Education and evidence: Building a numerate, responsible citizenry for the future

Dr Pali Lehohla|Published

Children from primary schools in Mandeni.

Image: Supplied

How do we change our environment, life situation and political economy? This change can be achieved through education. By training our minds and achieving capabilities and capacity not only to change the current but to project into the future we can create an environment that is predictable risks notwithstanding. The aim will be to consistently design inputs and processes that derive change that must be for the better.

Morena Mohlomi, a mentor to the king of Lesotho, Morena Moshoeshoe, makes a distinct difference in the definition of leadership. His definition reads thus the point that “a responsible leader pursues peaceful and productive alliances, accommodates stakeholders, and uses new instruments of power to create intergenerational value through integrated reporting.”

To this end Mohlomi was a design thinker who designed a system that is more likely to deliver impacts that have been planned for. Measurement was important to him both at process level and at the end state point. To this end he emphasised integrated reporting as the measurement system and creation of intergenerational value as the impact. The process and inputs were mobilisation of stakeholders towards a goal.

I was in Mandeni, an hour drive north of Durban, where StatsSA with the Mandeni municipality hosted schools that were highlighting the importance of evidence. From there I proceeded to Lesotho where I was attending the 80th Anniversary Celebrations of the National University of Lesotho. The session was preceded by the meeting of UBLS Alumni that holds chapters in Botswana, Eswatini, Lesotho and South Africa. The session was held in a town where I went to High School. By some coincidence 50 years later I met my classmates who had convened to consider what has to be done with Thabeng High School, which moulded us as the first crop of matriculants from the school.

In Mandeni I connected with primary and high school students who were engaged in discussions about the challenges of their municipality. They based their arguments and recommendations on data from StatsSA. They weighed such against the United Nations Sustainable Development Goals (UN-SDGs). We had run a small survey in one school to test the concerns that young learners have as well in their lives.

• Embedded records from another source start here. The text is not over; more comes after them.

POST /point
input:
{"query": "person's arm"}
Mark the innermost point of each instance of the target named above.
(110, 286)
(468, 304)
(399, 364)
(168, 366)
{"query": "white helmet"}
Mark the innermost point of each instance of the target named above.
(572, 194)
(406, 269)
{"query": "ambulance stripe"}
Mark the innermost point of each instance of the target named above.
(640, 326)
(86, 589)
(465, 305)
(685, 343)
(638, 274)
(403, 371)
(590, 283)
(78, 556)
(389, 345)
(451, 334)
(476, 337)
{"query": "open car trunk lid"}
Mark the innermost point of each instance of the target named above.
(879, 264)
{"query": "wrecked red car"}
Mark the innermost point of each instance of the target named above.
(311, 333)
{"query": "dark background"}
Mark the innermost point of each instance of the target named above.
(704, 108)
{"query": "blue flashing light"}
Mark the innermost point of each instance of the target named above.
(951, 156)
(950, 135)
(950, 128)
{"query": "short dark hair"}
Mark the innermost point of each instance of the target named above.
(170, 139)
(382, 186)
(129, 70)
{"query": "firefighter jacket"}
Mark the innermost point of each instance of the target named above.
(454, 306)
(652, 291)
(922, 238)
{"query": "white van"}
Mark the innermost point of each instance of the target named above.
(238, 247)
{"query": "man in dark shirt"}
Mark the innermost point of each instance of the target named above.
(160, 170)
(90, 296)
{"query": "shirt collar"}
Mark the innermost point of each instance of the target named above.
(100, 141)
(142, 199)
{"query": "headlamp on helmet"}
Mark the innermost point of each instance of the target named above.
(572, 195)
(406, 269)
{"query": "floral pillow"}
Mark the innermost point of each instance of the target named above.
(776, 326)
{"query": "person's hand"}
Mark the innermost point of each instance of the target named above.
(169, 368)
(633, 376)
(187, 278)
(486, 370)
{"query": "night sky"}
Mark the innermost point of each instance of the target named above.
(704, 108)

The annual sessions in which I have consistently participated in show that students can handle data such that they can engage themselves with the realities of their lives and use such evidence as the basis for rationale discussions. But importantly by engaging intimately and through evidence in the daily struggles of their municipalities a more conscious youth can generate coherent political discourse on their livelihoods and futures. Secondly the learners demonstrated that through the endeavour they get better at data handling and statistical skills. The added advantage in this is that they immediately remove the fear in the use of numbers and their capacity to handle dreaded subjects such as mathematics.

The study of responsible citizenry is enhanced by the interaction of the youth with their municipality and knowledge of their immediate environment.

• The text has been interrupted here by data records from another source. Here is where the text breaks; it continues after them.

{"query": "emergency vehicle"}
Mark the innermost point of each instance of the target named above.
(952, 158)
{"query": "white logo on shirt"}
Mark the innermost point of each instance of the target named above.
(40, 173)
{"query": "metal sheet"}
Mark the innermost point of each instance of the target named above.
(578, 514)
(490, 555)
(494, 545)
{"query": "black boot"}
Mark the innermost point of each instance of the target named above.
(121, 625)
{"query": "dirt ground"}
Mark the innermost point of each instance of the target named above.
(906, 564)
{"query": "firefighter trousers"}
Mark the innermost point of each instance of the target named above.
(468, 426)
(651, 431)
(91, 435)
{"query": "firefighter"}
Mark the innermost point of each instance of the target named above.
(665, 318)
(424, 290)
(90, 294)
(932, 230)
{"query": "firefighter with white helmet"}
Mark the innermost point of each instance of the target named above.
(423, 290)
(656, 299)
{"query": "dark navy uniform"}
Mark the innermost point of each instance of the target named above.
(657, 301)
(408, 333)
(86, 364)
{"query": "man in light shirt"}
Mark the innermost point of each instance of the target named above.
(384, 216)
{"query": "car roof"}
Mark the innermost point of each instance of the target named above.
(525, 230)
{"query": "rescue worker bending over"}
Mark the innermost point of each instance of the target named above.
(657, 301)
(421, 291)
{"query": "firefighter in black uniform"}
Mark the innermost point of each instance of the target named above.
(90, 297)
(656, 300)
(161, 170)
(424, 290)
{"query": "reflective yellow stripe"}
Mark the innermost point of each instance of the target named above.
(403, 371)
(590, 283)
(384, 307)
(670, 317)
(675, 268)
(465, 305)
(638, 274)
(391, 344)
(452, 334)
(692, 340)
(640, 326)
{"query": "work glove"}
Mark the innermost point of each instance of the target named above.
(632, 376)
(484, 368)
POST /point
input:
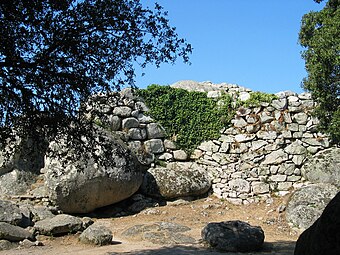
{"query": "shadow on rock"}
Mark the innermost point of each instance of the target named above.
(277, 248)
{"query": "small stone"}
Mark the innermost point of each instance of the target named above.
(180, 155)
(96, 234)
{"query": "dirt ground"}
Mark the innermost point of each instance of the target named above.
(279, 238)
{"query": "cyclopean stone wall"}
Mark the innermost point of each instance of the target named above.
(262, 152)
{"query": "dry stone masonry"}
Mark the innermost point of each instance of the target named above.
(262, 152)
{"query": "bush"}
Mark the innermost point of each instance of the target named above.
(189, 117)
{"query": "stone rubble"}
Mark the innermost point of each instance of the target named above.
(262, 152)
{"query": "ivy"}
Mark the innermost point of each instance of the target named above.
(189, 117)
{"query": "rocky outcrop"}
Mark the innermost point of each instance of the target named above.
(176, 180)
(233, 236)
(323, 167)
(306, 204)
(84, 185)
(164, 233)
(323, 237)
(263, 151)
(14, 233)
(12, 214)
(59, 225)
(20, 163)
(96, 234)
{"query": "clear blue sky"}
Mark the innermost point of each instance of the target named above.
(252, 43)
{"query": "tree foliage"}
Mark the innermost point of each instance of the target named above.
(320, 35)
(55, 53)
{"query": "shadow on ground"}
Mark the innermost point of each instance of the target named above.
(275, 248)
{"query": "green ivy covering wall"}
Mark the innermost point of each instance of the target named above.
(189, 117)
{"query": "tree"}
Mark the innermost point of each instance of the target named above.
(56, 53)
(320, 35)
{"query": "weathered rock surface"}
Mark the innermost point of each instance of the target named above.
(307, 204)
(20, 163)
(11, 213)
(96, 234)
(176, 180)
(160, 233)
(16, 182)
(233, 236)
(323, 237)
(61, 224)
(323, 167)
(7, 245)
(14, 233)
(84, 185)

Throughout my primary, high school and university studies I was not exposed to what the children in Mandeni were exposed to at a conscious data as evidence, I reflected on this as I drove through Morija where I went to High School. I could see the houses including where we used to sneak out for homebrew at night. I had no clue on the size of the village and the living conditions of the villagers around the school. I went through that life without broad appreciation of the evidential and experiential livelihoods of the villagers at the aggregate level.

The programme of Census@schools that we initiated at StatsSA two decades ago provide a better platform for foresight and outlook by the younger generation. Whilst when we met at Thabeng High School we reminisced on generalities from memory 50 years ago, the children of Mandeni will be discussing specificities of the history. The evidential base as an approach to life will remedy the fear for mathematics and statistics, which Prime Minister Verwoed imposed on Black youth, including through Bantu Education.

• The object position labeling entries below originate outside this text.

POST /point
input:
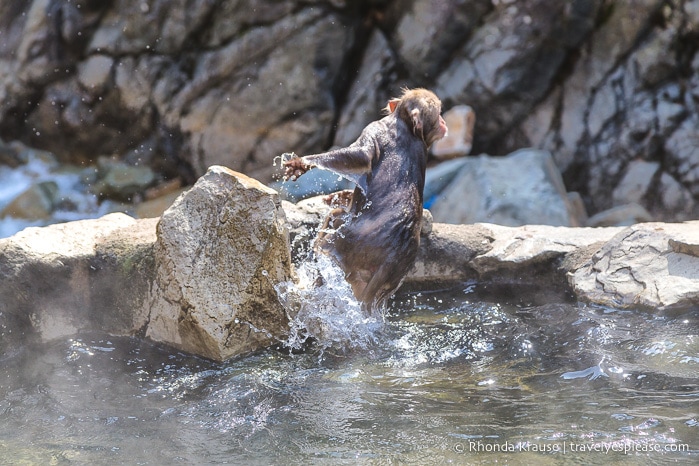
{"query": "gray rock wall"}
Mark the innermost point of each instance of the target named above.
(603, 85)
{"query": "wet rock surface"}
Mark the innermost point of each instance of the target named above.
(649, 265)
(220, 250)
(204, 283)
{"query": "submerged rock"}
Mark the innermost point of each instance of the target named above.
(221, 248)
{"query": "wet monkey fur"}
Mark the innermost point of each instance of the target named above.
(373, 232)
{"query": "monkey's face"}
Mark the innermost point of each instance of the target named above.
(421, 110)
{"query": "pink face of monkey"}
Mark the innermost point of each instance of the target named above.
(421, 110)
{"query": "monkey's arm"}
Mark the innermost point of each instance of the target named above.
(351, 161)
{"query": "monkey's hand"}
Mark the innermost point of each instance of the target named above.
(295, 167)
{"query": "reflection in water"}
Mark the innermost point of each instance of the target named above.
(450, 376)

The youth of today as demonstrated by those of Mandeni will have no fear for mathematics and they are well prepared for the citizenry of the future where Artificial Intelligence is becoming a reality. As HG Wells said a century and more ago “In the future numeracy will be as essential to humanity as is the ability to read and write.”

By pursuing the Isibalo programme we are surely building more than a numerate society but one that is compassionate about development. Mandeni municipality by adopting Isibalo leads the charge.

Dr Pali Lehohla is a Professor of Practice at the University of Johannesburg, among other hats.

Image: Supplied

Dr Pali Lehohla is a Professor of Practice at the University of Johannesburg, a Research Associate at Oxford University, and a distinguished Alumni of the University of Ghana. He is the former Statistician-General of South Africa.

*** The views expressed here do not necessarily represent those of Independent Media or IOL.